Labyrinth Of A Mind
Anisha Krishnasamy, Grade 10
I slowly pushed open the door to the abandoned house, my pale blue clothes swaying in the howling wind.
That damn back gate is banging again. I thought I told that boy to fix it! No, no, that cannot be. I’ve never been here before. I was just looking for shelter from the coming storm. The door blew shut behind as I stepped into the house. Darkness.
Thankfully, the eerie silver glow of the moon seeped into the room. What was I dong here? Oh yes, looking for shelter from the storm. What was I doing on the streets? That even I didn’t know.
Beside me was a grimy cracked mirror. I stared into it but an old woman stared back! I was shocked but I couldn’t take my eyes off that woman. She had leathery skin and silver hair that hung in ragged clumps around her face. For a moment, I knew it couldn’t possibly be me but those eyes, yes, those icy blue eyes were definitely mine.
What was I doing here again?
I suddenly jumped when I heard banging at the door. Now who would have the nerve to bang on my door at this hour?
“Twenty-six! We know you’re in there!” Said a rough male voice.
I’d heard of that number before, it was branded on my forearm.
Quick! The closet at the end of the hall! I threw myself into the pitch black. A smart one always kept a box of matches in the corner.

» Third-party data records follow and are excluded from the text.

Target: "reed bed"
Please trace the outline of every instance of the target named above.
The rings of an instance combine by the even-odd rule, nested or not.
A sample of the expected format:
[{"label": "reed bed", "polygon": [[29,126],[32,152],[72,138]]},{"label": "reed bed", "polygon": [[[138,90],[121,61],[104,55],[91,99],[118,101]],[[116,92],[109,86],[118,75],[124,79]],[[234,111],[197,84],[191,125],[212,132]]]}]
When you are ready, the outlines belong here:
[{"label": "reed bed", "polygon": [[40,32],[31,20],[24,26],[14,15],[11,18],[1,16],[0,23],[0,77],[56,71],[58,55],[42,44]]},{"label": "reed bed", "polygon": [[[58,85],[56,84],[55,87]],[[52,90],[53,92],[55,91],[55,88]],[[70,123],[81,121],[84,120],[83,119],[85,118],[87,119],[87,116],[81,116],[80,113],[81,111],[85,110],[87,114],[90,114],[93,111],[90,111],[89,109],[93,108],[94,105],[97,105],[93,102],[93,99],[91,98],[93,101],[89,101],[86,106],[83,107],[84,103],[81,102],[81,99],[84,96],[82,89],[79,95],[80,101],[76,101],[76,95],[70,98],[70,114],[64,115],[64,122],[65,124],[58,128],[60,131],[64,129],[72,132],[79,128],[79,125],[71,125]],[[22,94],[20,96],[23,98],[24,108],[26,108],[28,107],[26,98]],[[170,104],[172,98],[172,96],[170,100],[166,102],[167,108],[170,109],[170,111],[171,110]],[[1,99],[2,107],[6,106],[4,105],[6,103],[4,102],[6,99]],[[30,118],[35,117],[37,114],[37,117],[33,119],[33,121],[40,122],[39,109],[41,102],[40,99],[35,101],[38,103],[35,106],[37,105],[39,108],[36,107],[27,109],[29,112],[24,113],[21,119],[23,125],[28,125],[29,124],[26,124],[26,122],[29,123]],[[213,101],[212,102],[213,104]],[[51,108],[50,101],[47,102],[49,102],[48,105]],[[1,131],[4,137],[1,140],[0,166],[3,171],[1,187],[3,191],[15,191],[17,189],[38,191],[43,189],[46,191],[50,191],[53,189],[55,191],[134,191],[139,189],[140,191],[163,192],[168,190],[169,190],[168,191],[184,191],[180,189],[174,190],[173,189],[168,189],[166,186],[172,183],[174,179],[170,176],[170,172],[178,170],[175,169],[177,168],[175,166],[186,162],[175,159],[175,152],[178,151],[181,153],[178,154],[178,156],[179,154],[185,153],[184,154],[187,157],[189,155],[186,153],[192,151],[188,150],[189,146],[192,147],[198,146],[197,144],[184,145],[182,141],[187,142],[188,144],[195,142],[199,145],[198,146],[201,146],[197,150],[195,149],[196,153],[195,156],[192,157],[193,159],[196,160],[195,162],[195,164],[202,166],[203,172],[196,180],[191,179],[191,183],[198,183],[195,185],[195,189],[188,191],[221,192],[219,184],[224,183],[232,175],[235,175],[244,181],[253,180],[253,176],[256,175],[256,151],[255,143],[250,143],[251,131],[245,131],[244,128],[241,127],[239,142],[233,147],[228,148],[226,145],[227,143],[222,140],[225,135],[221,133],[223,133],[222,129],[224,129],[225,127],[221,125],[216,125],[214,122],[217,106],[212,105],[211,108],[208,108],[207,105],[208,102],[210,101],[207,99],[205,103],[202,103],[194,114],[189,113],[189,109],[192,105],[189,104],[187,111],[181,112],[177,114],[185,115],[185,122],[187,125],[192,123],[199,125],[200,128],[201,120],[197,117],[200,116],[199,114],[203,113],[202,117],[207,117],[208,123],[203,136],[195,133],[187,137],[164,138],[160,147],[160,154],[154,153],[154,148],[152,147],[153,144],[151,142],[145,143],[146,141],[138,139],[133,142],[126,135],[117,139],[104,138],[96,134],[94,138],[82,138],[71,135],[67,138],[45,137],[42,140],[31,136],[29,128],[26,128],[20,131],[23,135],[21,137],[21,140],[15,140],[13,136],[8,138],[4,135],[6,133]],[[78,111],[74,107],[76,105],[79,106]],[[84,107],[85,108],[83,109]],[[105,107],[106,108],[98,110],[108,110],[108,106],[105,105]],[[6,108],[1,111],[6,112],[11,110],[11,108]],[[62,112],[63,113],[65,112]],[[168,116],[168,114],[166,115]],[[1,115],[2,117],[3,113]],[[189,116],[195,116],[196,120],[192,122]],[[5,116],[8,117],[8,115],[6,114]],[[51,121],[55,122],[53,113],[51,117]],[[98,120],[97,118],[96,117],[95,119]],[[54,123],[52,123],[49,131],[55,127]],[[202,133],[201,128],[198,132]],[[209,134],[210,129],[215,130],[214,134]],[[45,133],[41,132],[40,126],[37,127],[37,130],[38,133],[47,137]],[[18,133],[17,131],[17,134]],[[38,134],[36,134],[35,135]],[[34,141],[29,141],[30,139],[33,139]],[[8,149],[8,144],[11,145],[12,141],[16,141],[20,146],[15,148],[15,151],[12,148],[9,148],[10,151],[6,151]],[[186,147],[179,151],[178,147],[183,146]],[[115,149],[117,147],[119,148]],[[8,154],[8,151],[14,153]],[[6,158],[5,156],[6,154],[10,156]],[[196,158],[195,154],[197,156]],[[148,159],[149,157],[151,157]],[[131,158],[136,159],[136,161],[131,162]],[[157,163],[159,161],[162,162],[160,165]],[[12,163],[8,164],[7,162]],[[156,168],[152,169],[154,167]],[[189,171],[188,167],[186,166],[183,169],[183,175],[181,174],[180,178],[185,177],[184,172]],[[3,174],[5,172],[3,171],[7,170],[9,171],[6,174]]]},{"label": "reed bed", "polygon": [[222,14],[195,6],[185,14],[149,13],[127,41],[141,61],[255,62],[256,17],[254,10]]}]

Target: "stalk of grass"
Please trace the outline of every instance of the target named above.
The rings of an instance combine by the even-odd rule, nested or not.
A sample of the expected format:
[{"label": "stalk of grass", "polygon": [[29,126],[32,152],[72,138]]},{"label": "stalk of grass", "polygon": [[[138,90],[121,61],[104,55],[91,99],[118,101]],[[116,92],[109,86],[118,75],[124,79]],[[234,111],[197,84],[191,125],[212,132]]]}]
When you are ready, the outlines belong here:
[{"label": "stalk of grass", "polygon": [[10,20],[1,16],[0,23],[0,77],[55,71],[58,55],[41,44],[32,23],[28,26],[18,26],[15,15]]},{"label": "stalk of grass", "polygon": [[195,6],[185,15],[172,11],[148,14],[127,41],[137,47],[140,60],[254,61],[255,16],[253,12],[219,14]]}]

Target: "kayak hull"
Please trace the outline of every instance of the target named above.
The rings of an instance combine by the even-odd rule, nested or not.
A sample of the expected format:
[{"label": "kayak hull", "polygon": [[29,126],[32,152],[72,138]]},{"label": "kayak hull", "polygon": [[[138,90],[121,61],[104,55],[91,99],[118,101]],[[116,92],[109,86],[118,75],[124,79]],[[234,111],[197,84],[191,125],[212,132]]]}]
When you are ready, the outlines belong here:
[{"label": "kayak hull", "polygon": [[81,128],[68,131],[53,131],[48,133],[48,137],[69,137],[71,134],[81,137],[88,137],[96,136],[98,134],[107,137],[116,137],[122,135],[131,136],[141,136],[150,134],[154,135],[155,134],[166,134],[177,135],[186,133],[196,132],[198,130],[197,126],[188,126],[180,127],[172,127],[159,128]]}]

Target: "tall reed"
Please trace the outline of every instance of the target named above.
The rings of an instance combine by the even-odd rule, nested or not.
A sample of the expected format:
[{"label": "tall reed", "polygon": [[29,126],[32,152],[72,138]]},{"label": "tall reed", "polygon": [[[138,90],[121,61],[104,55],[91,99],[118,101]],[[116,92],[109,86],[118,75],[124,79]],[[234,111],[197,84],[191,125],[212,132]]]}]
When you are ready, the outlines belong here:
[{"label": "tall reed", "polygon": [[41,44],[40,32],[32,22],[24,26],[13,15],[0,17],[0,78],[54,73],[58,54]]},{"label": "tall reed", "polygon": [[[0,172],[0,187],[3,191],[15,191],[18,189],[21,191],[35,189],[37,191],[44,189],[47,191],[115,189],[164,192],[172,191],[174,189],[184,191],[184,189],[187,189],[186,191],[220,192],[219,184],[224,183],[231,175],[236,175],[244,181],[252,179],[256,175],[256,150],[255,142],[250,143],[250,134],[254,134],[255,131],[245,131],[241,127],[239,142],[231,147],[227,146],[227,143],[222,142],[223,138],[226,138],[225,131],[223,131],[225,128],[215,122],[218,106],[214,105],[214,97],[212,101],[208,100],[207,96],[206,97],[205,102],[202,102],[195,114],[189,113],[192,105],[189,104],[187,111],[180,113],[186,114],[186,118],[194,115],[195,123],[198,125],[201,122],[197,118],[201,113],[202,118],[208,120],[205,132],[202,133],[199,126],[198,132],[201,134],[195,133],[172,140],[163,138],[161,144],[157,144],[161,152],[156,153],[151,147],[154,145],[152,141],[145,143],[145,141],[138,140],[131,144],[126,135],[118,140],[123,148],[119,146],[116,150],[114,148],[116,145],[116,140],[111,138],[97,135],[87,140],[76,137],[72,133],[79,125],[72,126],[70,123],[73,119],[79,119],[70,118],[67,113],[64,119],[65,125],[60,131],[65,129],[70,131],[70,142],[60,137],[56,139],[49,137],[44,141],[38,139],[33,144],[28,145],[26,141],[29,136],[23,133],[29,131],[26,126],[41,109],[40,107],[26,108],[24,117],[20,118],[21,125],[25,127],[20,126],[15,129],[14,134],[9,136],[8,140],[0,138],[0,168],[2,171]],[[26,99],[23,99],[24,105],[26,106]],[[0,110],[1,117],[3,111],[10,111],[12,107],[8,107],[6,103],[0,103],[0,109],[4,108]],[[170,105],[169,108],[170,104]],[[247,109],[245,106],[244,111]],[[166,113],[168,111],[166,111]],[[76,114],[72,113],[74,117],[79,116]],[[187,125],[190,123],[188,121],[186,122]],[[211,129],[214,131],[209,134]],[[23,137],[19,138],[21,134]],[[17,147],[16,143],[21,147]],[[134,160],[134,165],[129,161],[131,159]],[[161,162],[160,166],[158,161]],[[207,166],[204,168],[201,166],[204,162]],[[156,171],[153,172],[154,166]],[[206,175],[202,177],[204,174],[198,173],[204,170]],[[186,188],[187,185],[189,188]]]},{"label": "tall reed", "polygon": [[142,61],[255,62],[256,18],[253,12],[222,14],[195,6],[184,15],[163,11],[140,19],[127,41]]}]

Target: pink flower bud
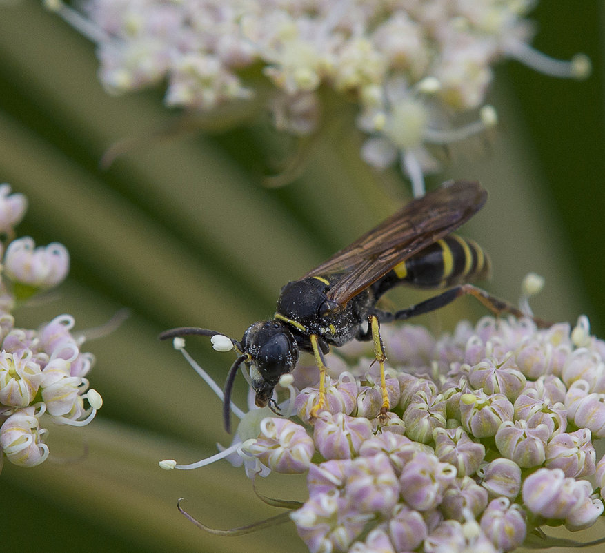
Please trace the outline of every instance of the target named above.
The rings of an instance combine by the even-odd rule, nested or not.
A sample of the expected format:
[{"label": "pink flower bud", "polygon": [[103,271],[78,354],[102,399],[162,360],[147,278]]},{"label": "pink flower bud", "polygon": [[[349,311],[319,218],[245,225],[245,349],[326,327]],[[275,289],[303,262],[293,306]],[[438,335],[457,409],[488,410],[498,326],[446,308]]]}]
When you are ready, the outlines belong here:
[{"label": "pink flower bud", "polygon": [[378,416],[382,407],[380,390],[369,386],[360,386],[357,398],[357,416],[373,419]]},{"label": "pink flower bud", "polygon": [[549,469],[561,469],[566,476],[579,478],[595,474],[596,458],[591,431],[581,428],[553,436],[546,445],[544,465]]},{"label": "pink flower bud", "polygon": [[361,513],[387,513],[399,499],[399,483],[384,453],[354,459],[346,476],[344,495]]},{"label": "pink flower bud", "polygon": [[513,551],[525,541],[525,512],[508,498],[493,499],[481,517],[481,529],[499,551]]},{"label": "pink flower bud", "polygon": [[338,494],[319,494],[290,515],[310,553],[347,551],[371,514],[360,514]]},{"label": "pink flower bud", "polygon": [[361,444],[359,455],[371,457],[378,454],[388,456],[395,474],[400,474],[404,465],[415,455],[417,449],[409,438],[393,432],[382,432]]},{"label": "pink flower bud", "polygon": [[522,393],[528,392],[529,390],[535,391],[534,397],[540,398],[554,405],[565,402],[567,387],[558,376],[547,374],[540,376],[537,380],[528,382]]},{"label": "pink flower bud", "polygon": [[504,394],[486,394],[482,390],[460,397],[462,427],[473,438],[495,436],[504,421],[512,420],[513,404]]},{"label": "pink flower bud", "polygon": [[553,405],[537,397],[537,392],[528,390],[515,402],[515,420],[525,420],[529,427],[539,425],[548,427],[551,434],[564,432],[567,428],[567,409],[562,403]]},{"label": "pink flower bud", "polygon": [[311,463],[307,474],[309,496],[342,489],[350,459],[330,459],[315,465]]},{"label": "pink flower bud", "polygon": [[605,489],[604,489],[605,488],[605,455],[599,459],[595,472],[597,473],[597,487],[601,488],[601,495],[603,496],[604,493],[605,493]]},{"label": "pink flower bud", "polygon": [[605,436],[605,394],[588,393],[586,380],[576,380],[565,398],[568,417],[580,428],[588,428],[597,438]]},{"label": "pink flower bud", "polygon": [[21,222],[27,208],[28,199],[23,194],[11,194],[8,184],[0,184],[0,232],[10,233]]},{"label": "pink flower bud", "polygon": [[[328,405],[326,411],[333,415],[337,413],[350,414],[356,406],[357,383],[350,373],[344,372],[337,380],[326,378],[326,400]],[[317,387],[310,387],[302,390],[294,402],[294,408],[299,418],[304,422],[310,421],[311,409],[317,403],[319,391]]]},{"label": "pink flower bud", "polygon": [[504,394],[514,401],[521,393],[526,379],[512,356],[502,361],[486,359],[471,367],[468,381],[475,389],[482,388],[488,394]]},{"label": "pink flower bud", "polygon": [[421,443],[433,441],[433,431],[444,428],[446,402],[440,394],[428,396],[424,390],[414,394],[401,420],[411,440]]},{"label": "pink flower bud", "polygon": [[42,382],[40,365],[29,350],[21,354],[0,351],[0,403],[25,407],[35,398]]},{"label": "pink flower bud", "polygon": [[561,379],[569,387],[580,379],[588,383],[591,391],[597,391],[605,373],[605,363],[596,351],[580,347],[572,352],[561,371]]},{"label": "pink flower bud", "polygon": [[470,476],[464,476],[457,478],[445,491],[439,509],[446,518],[464,522],[469,515],[478,518],[487,502],[487,490]]},{"label": "pink flower bud", "polygon": [[428,534],[422,515],[404,503],[397,503],[388,522],[388,535],[395,551],[413,551]]},{"label": "pink flower bud", "polygon": [[46,432],[39,429],[33,407],[18,411],[0,427],[0,448],[6,458],[20,467],[35,467],[48,456],[48,447],[41,442]]},{"label": "pink flower bud", "polygon": [[247,449],[272,470],[288,474],[306,471],[315,451],[302,426],[277,417],[261,421],[261,434]]},{"label": "pink flower bud", "polygon": [[485,446],[473,441],[461,427],[433,431],[435,454],[443,463],[453,465],[458,476],[471,476],[485,457]]},{"label": "pink flower bud", "polygon": [[418,452],[404,466],[399,476],[401,497],[419,511],[437,507],[456,478],[456,469],[435,455]]},{"label": "pink flower bud", "polygon": [[12,280],[34,288],[51,288],[69,271],[69,253],[57,242],[34,247],[28,236],[13,240],[4,255],[5,273]]},{"label": "pink flower bud", "polygon": [[372,424],[367,418],[350,417],[343,413],[320,414],[315,421],[313,440],[326,459],[349,459],[363,443],[372,436]]},{"label": "pink flower bud", "polygon": [[545,518],[566,519],[583,507],[593,493],[586,480],[566,478],[560,469],[538,469],[523,483],[523,501],[533,513]]},{"label": "pink flower bud", "polygon": [[500,457],[479,471],[481,485],[490,499],[500,496],[515,499],[521,491],[521,467],[514,461]]},{"label": "pink flower bud", "polygon": [[498,451],[522,468],[538,467],[546,458],[546,443],[551,432],[546,425],[530,428],[524,420],[508,420],[496,433]]}]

Fortunately within moments, the closet was filled with a dull yellow glow. This light was enough to allow me to see the massive newspaper page that was plastered to the back wall of the closet.
MOTHER OF FOUR SLAUGHTERS FAMILY, said the headline in block letters.
Single mother, Mary O’brian, admits to killing her four children: Jessica [age 7], Simone [age 9], Josh [age 10] and Daniel O’brian [age 12]. ‘Not to wake-‘
I gasped as the match burnt my finger. The darkness weaved itself around me again.
“Those snot-nosed little pricks deserved it,” sneered a voice.
I covered my mouth in horror only to realise that it was my lips that were moving.
“I told them to keep quiet, they wouldn’t listen! But I taught them a lesson. Mummy taught you a lesson didn’t she?”
I went into a fit of hysterical laughter. No! This wasn’t me! This voice was so full of hatred, so crazy.
“Don’t wake mummy!” I shrieked. “DON’T WAKE MUMMY!”
The closet doors cracked open and I fell silent.
“I told you she would be here again,” said one of the large men staring down at me. “She’s always here.”
“Alright,” said the other man, “let’s get you back to the ward Mrs O’Brian.”
“Don’t wake mummy,” I whispered.
“Yes, yes. We know, Mrs O’Brian, “ said the first man, “we won’t wake mummy.”
And once again I was outside in the storm, my pale blue clothes billowing in the howling wind.